How do you solve this equation using the square root property ${{\left( x+3 \right)}^{2}}=49$?

Answer 1

Hint: In this problem we need to solve the given equation by using the square root property. We know that the solution of the equation is the value of the variable for which the given equation is satisfied. For this we will apply the reverse operations for the operations which are in the given equation. We can observe the square function in the given equation, so we will first apply the square root function on both sides of the given equation. Now we will simplify the obtained equation by applying the algebraic formulas and know values. Now we will apply the subtraction operation which is the reverse operation for the addition. Now we will simplify the obtained equations to get the required solution.
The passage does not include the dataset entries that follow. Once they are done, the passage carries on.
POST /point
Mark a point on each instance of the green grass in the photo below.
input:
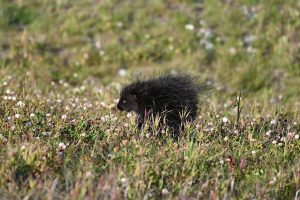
(61, 66)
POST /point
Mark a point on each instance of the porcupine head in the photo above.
(128, 100)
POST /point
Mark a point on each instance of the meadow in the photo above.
(63, 63)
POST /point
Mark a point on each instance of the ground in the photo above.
(63, 63)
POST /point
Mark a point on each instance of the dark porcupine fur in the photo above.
(168, 96)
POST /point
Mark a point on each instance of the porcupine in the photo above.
(174, 98)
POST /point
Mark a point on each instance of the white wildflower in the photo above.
(61, 146)
(165, 191)
(122, 72)
(273, 121)
(20, 104)
(225, 119)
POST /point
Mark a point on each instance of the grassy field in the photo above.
(63, 63)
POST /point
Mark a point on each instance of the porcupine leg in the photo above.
(140, 121)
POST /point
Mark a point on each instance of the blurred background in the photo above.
(238, 45)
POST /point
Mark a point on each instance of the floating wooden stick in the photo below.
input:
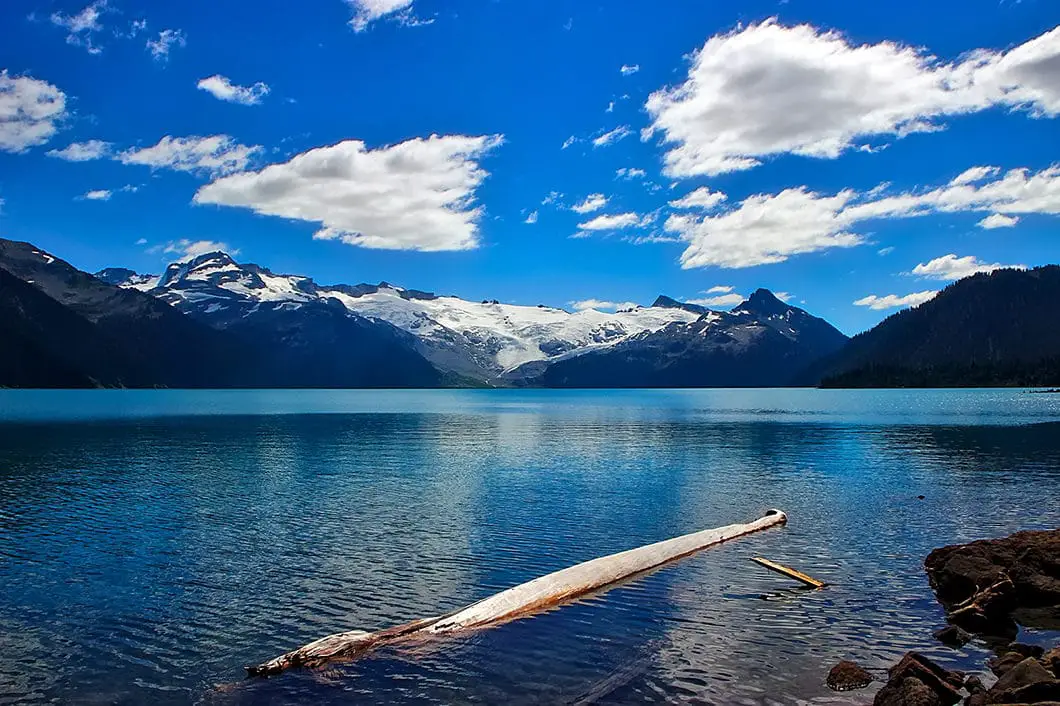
(520, 600)
(790, 572)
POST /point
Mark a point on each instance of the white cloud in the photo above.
(974, 174)
(30, 111)
(951, 267)
(612, 136)
(223, 89)
(719, 301)
(997, 221)
(413, 195)
(214, 155)
(601, 304)
(590, 204)
(187, 249)
(894, 301)
(767, 89)
(366, 12)
(770, 228)
(166, 40)
(83, 152)
(81, 27)
(614, 222)
(701, 198)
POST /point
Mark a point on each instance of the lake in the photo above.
(153, 543)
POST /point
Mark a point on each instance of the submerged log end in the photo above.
(314, 653)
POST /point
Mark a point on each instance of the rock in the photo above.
(1052, 660)
(973, 685)
(847, 675)
(1002, 664)
(953, 636)
(916, 681)
(981, 583)
(1027, 683)
(908, 691)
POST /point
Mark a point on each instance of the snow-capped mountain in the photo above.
(486, 340)
(762, 341)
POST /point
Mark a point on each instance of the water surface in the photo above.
(154, 542)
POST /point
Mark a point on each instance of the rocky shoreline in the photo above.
(989, 588)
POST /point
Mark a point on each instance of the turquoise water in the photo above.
(152, 543)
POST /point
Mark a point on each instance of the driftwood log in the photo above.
(520, 600)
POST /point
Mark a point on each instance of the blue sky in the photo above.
(836, 152)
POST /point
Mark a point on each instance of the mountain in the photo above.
(470, 342)
(993, 329)
(67, 328)
(126, 337)
(761, 342)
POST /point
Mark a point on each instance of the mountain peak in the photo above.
(669, 302)
(763, 301)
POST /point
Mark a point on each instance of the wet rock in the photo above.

Complete step by step solution:
Given that, ${{\left( x+3 \right)}^{2}}=49$.
Applying square root on both sides of the above equation to solve the equation, then we will get
$\Rightarrow \sqrt{{{\left( x+3 \right)}^{2}}}=\sqrt{49}$
We know that the square root and square functions are cancelled and the value of $\sqrt{49}={{\left( \pm 7 \right)}^{2}}$. Substituting these values in the above equation, then we will get
$\Rightarrow x+3=\pm 7$
Separating the above equation as two equation which are
$x+3=7$ or $x+3=-7$
Subtracting the $3$ from the both of the above equation, then we will get
$\begin{align}
  & \Rightarrow x+3-3=7-3 \\
 & \Rightarrow x=4 \\
\end{align}$ or $\begin{align}
  & \Rightarrow x+3-3=-7-3 \\
 & \Rightarrow x=-10 \\
\end{align}$

Hence the solution of the given equation ${{\left( x+3 \right)}^{2}}=49$ is $x=4,-10$.

Note: In this problem they have asked to solve the given equation by using square root method, so we have followed the above procedure. We can also solve the equation in another method. In this method we will expand the term ${{\left( x+3 \right)}^{2}}$ by using the algebraic formula ${{\left( a+b \right)}^{2}}={{a}^{2}}+{{b}^{2}}+2ab$ and simplify the obtained equation and convert it in the form of standard quadratic equation. From this we can use either factorization method or we can use the formula $x=\dfrac{-b\pm \sqrt{{{b}^{2}}-4ac}}{2a}$ to get the solution.